Ready Common Core – Close reading – Part 1

Ready Common Core – Close reading – Part 2

The reading samples present “information” about global warming/climate change (the kind that is the fault of human beings and “toxic” CO2, not the kind that occurs naturally in God’s wondrous creation as the result of sun cycles), the glories of alternative energy juxtaposed against the evils of fossil fuels as well as commentary from the CO2 exhaling, “carbon footprint” depositing, fabricator of inconvenient lies, bloviating billionaire guru of the “green” movement, Al Gore. And, of course, the obligatory reference to polar bears and melting ice caps. Here’s one way the global warming “debate” is framed from “different” viewpoints:

IMG Ready CC Polar Bear

So, the student has a choice:  one argument in support of global warming or another argument in support of global warming. There are also arguments presented on the fracking where at least both sides of the argument are seemingly presented.

Beware! If you read these materials too closely, as the “closing reading” sidebar item suggests, you might get bowled over by the stench of B.S.

There are so many other “arguments” that are less controversial and would have served the purpose without injecting dubious and misleading scientific “information” into the classroom, especially as part of “language arts.” Under the guise of developing critical thinking skills, they are really training minds on what to think, not how to think. Welcome to top-down, centrally controlled, government run education.

The textbooks have already been purchased, in most cases by the government, and placed in front of our Catholic school children. And those of us who disagree are expected to “tolerate” their ideas and accept the “settled science” of global warming or whatever other controversial issues they want to promote and ignore the fact that over and over again our children’s young, impressionable minds will potentially be exposed to misinformation, and, in some cases, outright lies. After all, this is just “language arts,” not science class, right? And no doubt, these Common Core aligned texts correspond very nicely to what will be on the Common Core aligned standardized tests.

This is not education, this is indoctrination. I realize there are many people who have bought into the “human caused climate change is settled science” argument, including teachers. But that does not make it true.  And the pursuit of truth should be the guiding principle in making arguments, instead of just trying to convince someone that you are right by whatever means necessary. Students are being programmed to be little social activists for causes the government finds of importance without being mature enough to understand the issues in full context. They are learning to use fallacious reasoning and appeal to emotion to plead on behalf of a cause instead of using logic, reason, and truth.

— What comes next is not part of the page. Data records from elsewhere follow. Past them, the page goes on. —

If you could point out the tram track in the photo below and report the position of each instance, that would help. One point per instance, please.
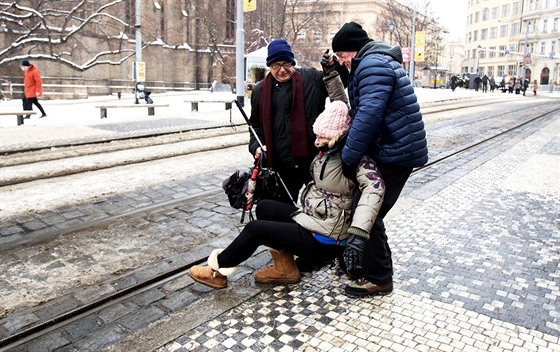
(63, 160)
(56, 322)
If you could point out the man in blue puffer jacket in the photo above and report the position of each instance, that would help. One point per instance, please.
(387, 125)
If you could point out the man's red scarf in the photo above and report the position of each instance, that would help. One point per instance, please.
(298, 127)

Denise Donohue, Ed.D.,  Deputy Director of K-12 Programs for the Cardinal Newman Society, provided some insight and understanding as to how Common Core is using techniques like “close reading” in a way it was not intended and that leads to faulty reasoning:

Close reading is an instructional approach advocated by the Common Core which was originally designed for the analysis of poetry in the 1940s and 1950s and called New Criticism. It was designed to scrutinize the different parts of a poem in detail – word choice, meter, syntax, and so forth. It is now being used for all different types of literature and is only one method of studying texts.  Common Core has chosen this method over many other approaches such as the reader/response or moral criticism (the later would perhaps be better used in Catholic schools). It hones a students attention into the text presented directing the student to only that text or texts for “validation” instead of including outside sources.  What happens during actual instruction is that by the time a teacher has taught the lesson working through all of the requirements of the curricular material, the student is left to believe that whatever they have read was in fact true and the only legitimate viewpoint on the subject.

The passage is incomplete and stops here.